Updates on Columbia and the Columbia Antisemitism Task Force

BY ROBERT NEWTON

This post is part of a blog series, organized by Annelise Orleck, that will focus on recent crackdowns on protests at US college and university campuses against Israel’s war on Gaza. You can read the first post and an introduction to the series here.

Across the country last fall, students took to public spaces on their campuses to protest the violence unfolding in Gaza. There were meetings, teach-ins, rallies, marches, picketing, and eventually encampments. Columbia University, where I teach sustainability science, was an epicenter of media attention but was by no means alone in the vibrance and stridency of its protests. The response was swift and severe from ultraconservative Republicans in Congress who called Columbia’s president, Minouche Shafik, and leaders from Harvard, Penn, Northwestern, Rutgers and other universities before hearings—grilling them aggressively, subpoenaing institutional and individual communications, and establishing a narrative of antisemitism in the nation’s leading universities. That narrative quickly took on a life of its own.

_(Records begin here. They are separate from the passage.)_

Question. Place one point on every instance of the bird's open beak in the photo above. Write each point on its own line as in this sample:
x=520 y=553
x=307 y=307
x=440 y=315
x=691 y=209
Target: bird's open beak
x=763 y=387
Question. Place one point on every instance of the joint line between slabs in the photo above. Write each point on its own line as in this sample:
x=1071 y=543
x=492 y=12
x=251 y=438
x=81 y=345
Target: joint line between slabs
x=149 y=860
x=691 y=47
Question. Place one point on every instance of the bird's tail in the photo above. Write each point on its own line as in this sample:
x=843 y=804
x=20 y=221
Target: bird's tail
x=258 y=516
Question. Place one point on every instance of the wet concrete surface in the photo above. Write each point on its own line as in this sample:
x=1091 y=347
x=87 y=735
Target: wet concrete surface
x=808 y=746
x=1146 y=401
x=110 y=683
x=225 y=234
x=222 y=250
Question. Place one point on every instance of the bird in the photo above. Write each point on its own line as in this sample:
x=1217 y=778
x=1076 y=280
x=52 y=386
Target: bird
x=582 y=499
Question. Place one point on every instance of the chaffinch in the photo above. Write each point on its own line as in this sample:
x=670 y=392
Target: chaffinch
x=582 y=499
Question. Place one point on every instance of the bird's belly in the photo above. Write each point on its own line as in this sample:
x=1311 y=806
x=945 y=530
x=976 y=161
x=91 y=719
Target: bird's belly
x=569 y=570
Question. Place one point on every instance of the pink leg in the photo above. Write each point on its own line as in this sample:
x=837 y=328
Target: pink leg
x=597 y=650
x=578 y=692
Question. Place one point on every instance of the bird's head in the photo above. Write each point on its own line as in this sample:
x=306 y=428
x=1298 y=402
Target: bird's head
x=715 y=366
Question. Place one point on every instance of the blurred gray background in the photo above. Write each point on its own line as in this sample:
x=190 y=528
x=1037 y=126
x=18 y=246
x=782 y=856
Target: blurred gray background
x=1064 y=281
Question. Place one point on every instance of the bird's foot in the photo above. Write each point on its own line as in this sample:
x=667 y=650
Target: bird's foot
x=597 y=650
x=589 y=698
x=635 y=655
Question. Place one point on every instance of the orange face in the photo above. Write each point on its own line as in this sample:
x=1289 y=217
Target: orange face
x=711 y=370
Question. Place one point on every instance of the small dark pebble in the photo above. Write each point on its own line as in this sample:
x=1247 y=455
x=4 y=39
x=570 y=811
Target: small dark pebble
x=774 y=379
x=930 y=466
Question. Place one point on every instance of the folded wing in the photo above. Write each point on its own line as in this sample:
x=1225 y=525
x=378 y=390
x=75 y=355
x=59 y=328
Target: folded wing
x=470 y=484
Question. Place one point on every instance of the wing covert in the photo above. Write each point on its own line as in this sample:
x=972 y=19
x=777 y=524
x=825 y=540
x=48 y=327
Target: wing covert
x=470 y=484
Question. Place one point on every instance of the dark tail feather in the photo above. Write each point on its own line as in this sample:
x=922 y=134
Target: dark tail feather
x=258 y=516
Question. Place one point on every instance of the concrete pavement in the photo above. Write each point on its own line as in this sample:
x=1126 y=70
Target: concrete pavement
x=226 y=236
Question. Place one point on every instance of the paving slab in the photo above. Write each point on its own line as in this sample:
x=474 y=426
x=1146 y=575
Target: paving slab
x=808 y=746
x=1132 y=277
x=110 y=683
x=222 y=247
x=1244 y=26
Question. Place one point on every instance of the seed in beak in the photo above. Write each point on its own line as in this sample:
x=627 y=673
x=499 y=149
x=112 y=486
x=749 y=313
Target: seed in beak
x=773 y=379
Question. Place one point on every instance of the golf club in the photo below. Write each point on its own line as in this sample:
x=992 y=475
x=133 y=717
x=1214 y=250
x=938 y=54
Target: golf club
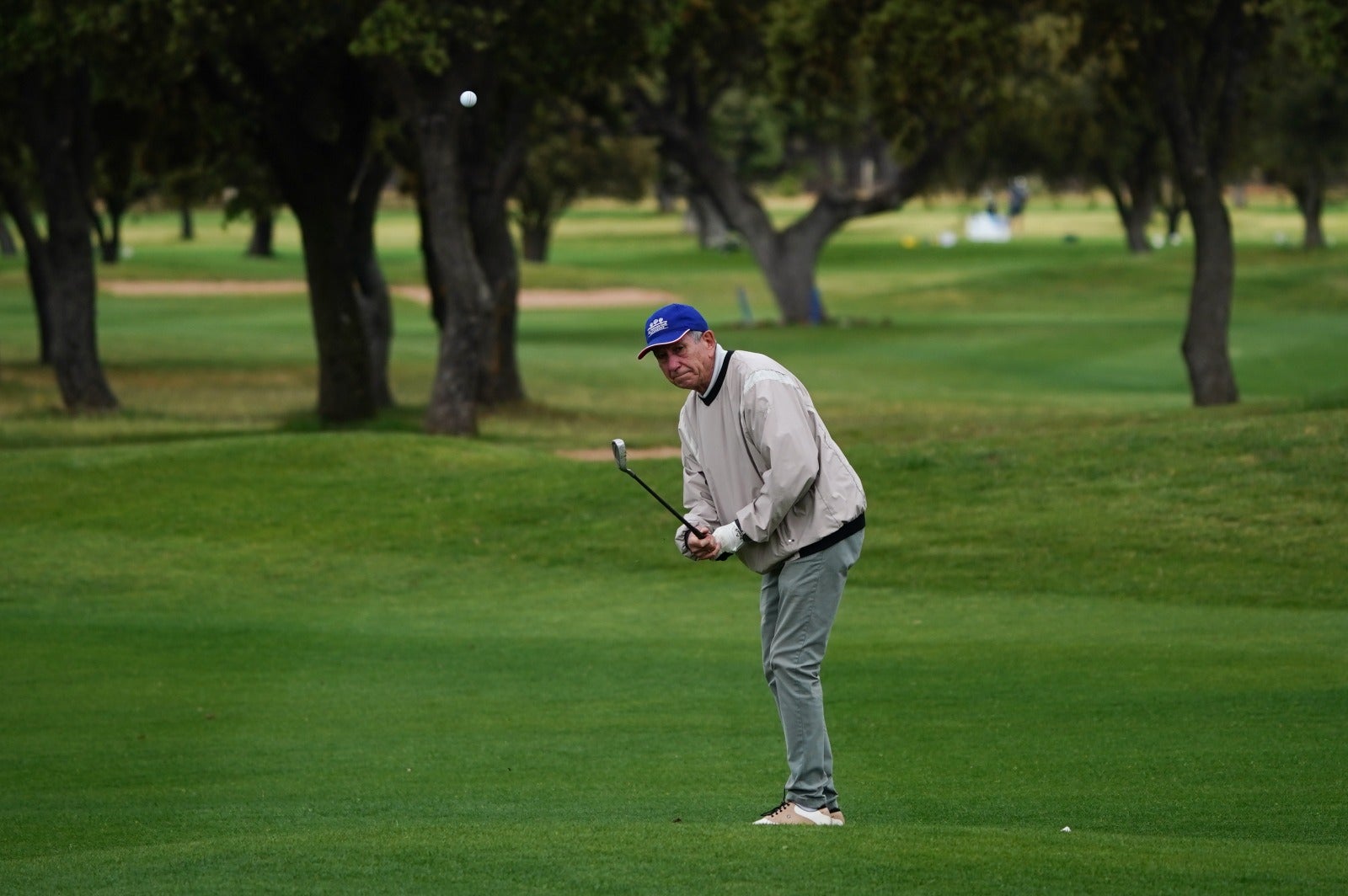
x=620 y=457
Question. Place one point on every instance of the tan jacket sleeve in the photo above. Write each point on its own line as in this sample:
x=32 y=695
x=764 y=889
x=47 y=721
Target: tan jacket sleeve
x=781 y=437
x=698 y=496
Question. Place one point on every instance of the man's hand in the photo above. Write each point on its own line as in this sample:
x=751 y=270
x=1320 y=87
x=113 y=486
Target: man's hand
x=703 y=549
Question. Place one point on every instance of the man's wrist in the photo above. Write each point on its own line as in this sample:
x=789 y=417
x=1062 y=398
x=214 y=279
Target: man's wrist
x=730 y=536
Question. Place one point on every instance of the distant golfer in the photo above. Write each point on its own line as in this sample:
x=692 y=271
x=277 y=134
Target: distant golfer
x=763 y=475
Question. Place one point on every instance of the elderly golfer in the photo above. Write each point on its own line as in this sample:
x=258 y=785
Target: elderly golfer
x=765 y=482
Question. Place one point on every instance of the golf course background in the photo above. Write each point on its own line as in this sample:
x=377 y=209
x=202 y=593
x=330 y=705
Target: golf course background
x=244 y=653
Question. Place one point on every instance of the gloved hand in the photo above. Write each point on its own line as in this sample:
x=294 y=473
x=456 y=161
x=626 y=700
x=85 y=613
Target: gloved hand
x=730 y=536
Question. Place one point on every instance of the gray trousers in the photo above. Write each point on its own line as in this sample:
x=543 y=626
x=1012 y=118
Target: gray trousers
x=799 y=604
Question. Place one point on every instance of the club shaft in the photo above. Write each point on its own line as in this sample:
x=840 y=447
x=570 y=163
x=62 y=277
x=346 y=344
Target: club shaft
x=677 y=515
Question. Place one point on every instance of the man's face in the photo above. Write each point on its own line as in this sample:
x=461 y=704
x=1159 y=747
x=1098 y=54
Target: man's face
x=689 y=363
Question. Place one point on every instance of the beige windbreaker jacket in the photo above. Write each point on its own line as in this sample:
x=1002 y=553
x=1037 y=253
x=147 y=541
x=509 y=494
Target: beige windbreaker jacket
x=755 y=451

At Columbia, as at many (but far from all) campuses, there followed crackdowns on student activism.  Anti-Zionist and pro-Palestinian organizations were restricted in their freedoms and then suspended.  When students escalated their actions, they faced disciplinary processes.  When they escalated again, this time to a peaceful encampment in the small lawn that passes for a commons here, they were charged with trespassing. They escalated again, occupying a building full of classrooms. The NYPD was called onto campus for a second time, and students were arrested—this time in a physically aggressive manner—and disciplined again. At Columbia and across the city, more than five hundred students were arrested, some held In New York prison cells without food or water for many hours. There were numerous injuries, including to a graduate student whose eye socket was broken by a police boot while he lay restrained on the ground.

The aftermath of these disciplinary moves, including the criminalization of students, continues to ripple through the campus and our students’ lives. In much of the media, and in many parts of academe as well, the focus of activists and media alike has shifted to the behavior of students and the disciplinary process. To an extent, this is needed.  Lawyers and supportive faculty must be organized for hearings. Students banned from dorms must be housed. Ad hoc disciplinary regulations must be dismantled; fair and legitimate norms of discipline must be reestablished. The rights of students and faculty need to be protected. But in this shift toward the immediate issues of campus behavior and academic rights, the overall context of the events of the past year has been dimmed. In evaluating our students’ actions and our institutions’ reactions to them, we should never lose sight of the fact that they were protesting an ongoing attack on a civilian population that has experienced levels of destruction, dislocation, and death not seen since the carpet bombing of northern Korea in the 1950s and north Vietnam in the 1960s. This context is absolutely critical to any understanding of the events of the past year.

Screenshot from web page for Columbia University's Task Force on Antisemitism shows a campus building with columns and tree branches.

Screenshot of a Columbia University web page for the Task Force on Antisemitism.

At Columbia, the lack of context is nowhere more evident than in the activities of the President’s Task Force on Antisemitism, established in response to pressure from House Republican leaders, wealthy donors, and student lawsuits. On the Friday before Labor Day weekend, the task force dropped its second report. The ninety-page document is based on listening sessions conducted by task force members with about five hundred Columbia students and faculty, the very large majority of them Jewish. The task force, per its stated methodology, did not question or vet the claims of respondents. Rather, it sought to understand the perceptions, feelings, and responses of some of Columbia’s Jewish subcultures to the events of the last year.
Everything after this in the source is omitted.